The same “unknown” number—which I now knew belonged to that obnoxious Tinseltown Buzz reporter, Caryn-something—had shown up over twenty times.
Shar had texted, saying, “Are you okay?! Yvette said there was a news crew in front of your house…”
Speaking of Yvette, she’d left two voicemails—one on my home line and another on my cell—the gist of which was, “What is going on over there? Do you need any help, Julia? Let me know. I can be right over if you need me!”
Kristopher had sent a text, too. “Hey! Sorry I lost my temper the last time we were together. Can we just let bygones be bygones? Wanna grab some coffee this week?”
Analise hadn’t left a message, but there was an odd, cryptic voicemail from her counselor Shannon. “Mrs. Crane, sorry to bother you. Analise is fine, but there’s this woman who keeps calling the camp and asking questions about her and your family…”
Oh, good heavens.
I called Shannon back first, thanked her for letting me know about this, and told her that this woman was big trouble.

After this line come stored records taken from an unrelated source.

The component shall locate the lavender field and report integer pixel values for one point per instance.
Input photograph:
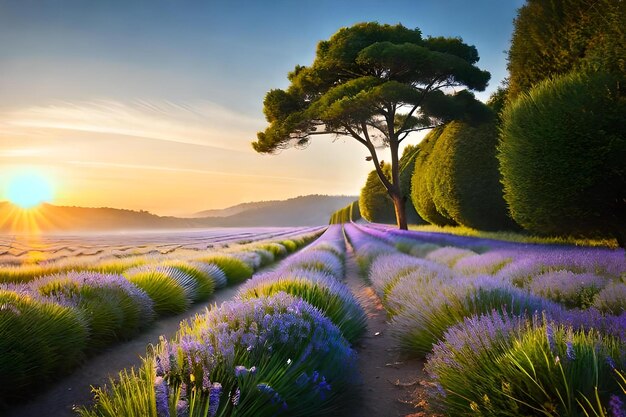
(501, 328)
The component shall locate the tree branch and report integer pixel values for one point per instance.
(381, 175)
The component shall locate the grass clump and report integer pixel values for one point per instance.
(40, 341)
(319, 289)
(132, 394)
(235, 269)
(258, 357)
(204, 281)
(112, 307)
(168, 295)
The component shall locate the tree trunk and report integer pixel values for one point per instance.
(399, 206)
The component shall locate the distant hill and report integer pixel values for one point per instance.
(309, 210)
(239, 208)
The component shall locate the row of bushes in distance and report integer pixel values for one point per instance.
(275, 350)
(495, 343)
(82, 312)
(349, 213)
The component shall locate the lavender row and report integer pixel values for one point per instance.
(506, 332)
(97, 309)
(280, 348)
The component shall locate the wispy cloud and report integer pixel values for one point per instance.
(280, 178)
(199, 123)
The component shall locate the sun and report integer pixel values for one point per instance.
(29, 189)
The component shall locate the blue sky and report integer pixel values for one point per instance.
(107, 77)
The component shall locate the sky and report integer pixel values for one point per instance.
(153, 104)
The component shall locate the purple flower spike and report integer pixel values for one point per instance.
(214, 398)
(616, 406)
(160, 390)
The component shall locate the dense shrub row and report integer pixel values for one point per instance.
(506, 330)
(556, 139)
(279, 348)
(49, 324)
(347, 214)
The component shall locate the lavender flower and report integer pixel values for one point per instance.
(550, 337)
(612, 299)
(236, 397)
(214, 398)
(487, 263)
(616, 406)
(182, 408)
(161, 393)
(449, 255)
(569, 288)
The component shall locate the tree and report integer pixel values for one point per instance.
(374, 201)
(376, 84)
(562, 154)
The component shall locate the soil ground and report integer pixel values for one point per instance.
(60, 399)
(393, 384)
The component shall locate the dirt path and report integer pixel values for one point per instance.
(75, 389)
(393, 385)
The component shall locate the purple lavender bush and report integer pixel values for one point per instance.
(317, 288)
(271, 356)
(494, 365)
(113, 308)
(41, 340)
(568, 288)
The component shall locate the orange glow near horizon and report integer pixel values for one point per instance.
(29, 221)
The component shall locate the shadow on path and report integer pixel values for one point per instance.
(393, 385)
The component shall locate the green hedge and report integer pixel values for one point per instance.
(420, 193)
(562, 156)
(464, 178)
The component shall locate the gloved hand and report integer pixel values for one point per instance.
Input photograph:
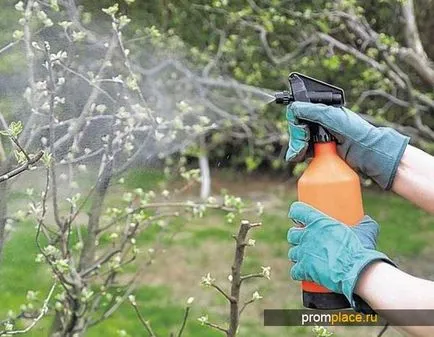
(331, 254)
(371, 150)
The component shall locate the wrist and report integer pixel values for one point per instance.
(367, 278)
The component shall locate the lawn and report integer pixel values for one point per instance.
(205, 245)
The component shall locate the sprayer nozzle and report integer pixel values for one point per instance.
(283, 97)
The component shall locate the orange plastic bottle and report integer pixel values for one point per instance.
(331, 186)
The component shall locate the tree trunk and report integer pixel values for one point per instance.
(205, 188)
(69, 324)
(4, 188)
(88, 253)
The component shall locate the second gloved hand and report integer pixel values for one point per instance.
(371, 150)
(329, 253)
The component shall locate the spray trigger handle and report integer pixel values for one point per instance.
(307, 89)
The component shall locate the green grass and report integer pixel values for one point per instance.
(144, 179)
(405, 231)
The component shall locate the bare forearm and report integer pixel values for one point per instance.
(386, 287)
(415, 178)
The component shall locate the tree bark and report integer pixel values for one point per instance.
(205, 187)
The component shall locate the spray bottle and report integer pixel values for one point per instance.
(328, 183)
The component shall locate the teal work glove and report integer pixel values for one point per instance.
(331, 254)
(374, 151)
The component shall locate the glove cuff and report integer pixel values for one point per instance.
(395, 143)
(368, 256)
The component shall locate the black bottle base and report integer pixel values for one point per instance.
(325, 301)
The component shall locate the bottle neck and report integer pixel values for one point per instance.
(322, 149)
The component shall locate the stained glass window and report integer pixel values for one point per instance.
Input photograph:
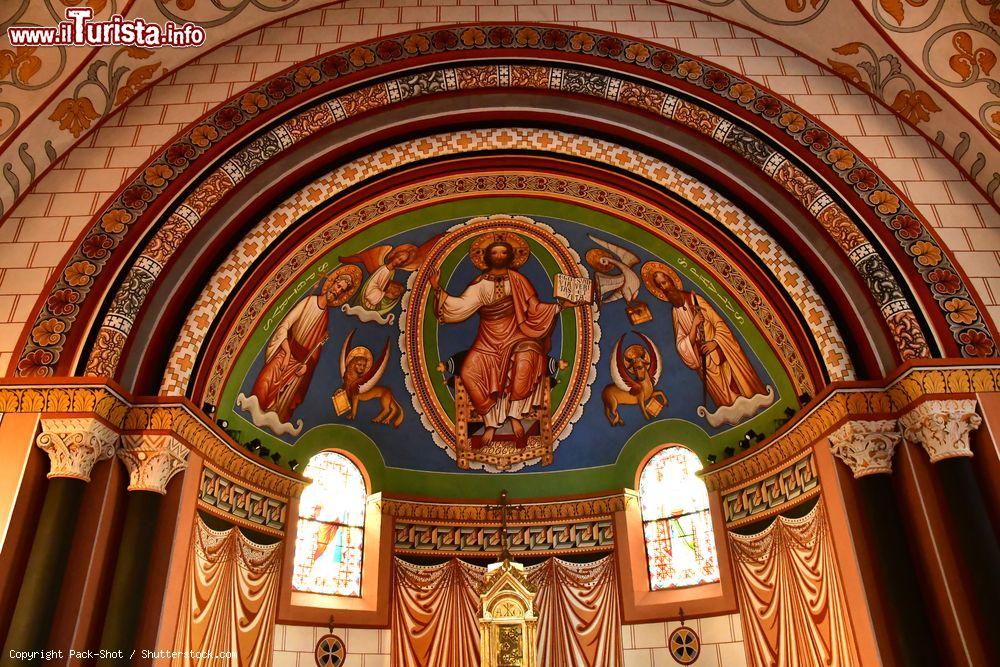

“Don’t worry, Mrs. Crane. We didn’t give her any information,” Shannon assured me, “and we won’t. I just thought you should be aware of her questions.”
After being promised several times that my daughter was perfectly fine and safe, I finished my conversation with the camp counselor and gave Yvette a quick call back.
“The news people have been asking the neighbors questions about you and Dane,” she said. “I told Mrs. Lancaster to zip it when she started blabbing to them about how you’d always been a fan of his movies. But, Julia, I don’t know if anybody said anything they shouldn’t have when I wasn’t around. The reporters have been like ants swarming around an ice cream spill on the sidewalk.”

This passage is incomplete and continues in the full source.